Materials and Methods
Data preparation. To investigate the integrative effect of grazing intensity, duration, livestock type and climatic factor on multiple biodiversity and ecosystem functioning, we searched peer-reviewed publications during 1900–2019 using Google Scholar, Web of Science, and China Knowledge Resource Integrated Database with the search terms: (grazing) AND (diversity or richness) AND (ecosystem functioning) OR (productivity/stability/soil properties /soil nutrients/carbon exchange).

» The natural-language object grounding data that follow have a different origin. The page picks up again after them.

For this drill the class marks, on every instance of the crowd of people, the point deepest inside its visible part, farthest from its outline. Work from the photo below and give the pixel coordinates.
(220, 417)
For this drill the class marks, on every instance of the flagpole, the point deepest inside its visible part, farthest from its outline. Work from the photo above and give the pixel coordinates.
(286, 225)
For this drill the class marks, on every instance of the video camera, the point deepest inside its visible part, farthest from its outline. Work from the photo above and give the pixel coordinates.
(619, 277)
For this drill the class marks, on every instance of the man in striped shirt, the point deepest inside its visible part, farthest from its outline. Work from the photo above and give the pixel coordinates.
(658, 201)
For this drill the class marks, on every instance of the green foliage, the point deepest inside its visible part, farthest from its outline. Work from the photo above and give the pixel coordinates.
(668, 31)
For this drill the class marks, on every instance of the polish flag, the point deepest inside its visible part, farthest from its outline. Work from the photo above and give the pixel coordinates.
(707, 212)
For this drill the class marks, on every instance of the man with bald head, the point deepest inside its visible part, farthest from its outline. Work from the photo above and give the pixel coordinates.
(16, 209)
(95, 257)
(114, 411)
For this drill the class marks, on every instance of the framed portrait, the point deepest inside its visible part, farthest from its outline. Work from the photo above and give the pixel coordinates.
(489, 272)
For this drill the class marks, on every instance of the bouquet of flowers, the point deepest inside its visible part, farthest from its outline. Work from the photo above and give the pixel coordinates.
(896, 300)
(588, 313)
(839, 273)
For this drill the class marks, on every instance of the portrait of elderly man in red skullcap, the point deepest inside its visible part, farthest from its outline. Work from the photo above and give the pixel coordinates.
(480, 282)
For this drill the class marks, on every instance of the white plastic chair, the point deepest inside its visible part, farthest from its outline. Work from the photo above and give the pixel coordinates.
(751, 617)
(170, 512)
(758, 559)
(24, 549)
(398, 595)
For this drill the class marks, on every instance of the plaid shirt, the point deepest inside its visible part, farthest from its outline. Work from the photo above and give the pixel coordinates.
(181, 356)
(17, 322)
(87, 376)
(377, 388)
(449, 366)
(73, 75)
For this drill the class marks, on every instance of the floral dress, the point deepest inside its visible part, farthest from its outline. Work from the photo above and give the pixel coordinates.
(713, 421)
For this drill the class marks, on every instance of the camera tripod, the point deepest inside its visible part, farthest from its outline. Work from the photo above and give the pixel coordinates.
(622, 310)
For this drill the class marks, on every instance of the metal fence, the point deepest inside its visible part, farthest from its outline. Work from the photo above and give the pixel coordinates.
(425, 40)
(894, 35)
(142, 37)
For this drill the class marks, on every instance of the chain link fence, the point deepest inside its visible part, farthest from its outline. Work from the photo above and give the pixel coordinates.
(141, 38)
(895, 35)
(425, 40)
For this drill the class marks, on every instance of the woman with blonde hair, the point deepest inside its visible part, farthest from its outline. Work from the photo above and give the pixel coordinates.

We examined the identified publications according to the following criteria: (a) field-manipulated experiments included a control (no grazing treatment), which had similar conditions to the grazing plots, such as microclimatic factors, vegetation and soil types. (b) Grazing intensity was clearly quantified in terms of vegetation utilization rate or stocking rate. (c) Experimental duration, livestock type and climatic characteristics (i.e., mean annual temperature and precipitation) were clearly indicated. (d) The means, standard deviation, and the number of replicates were explicitly provided. We obtained the table-form data directly and extracted graphical data using Getdata software (GetData Pty Ltd, Kogarah NSW, Australia) from the original publications. In total, 104 publications that investigated the effects of grazing intensity on biodiversity and individual ecosystem functions were used to establish a global dataset containing 494 independent observations (Fig. S1).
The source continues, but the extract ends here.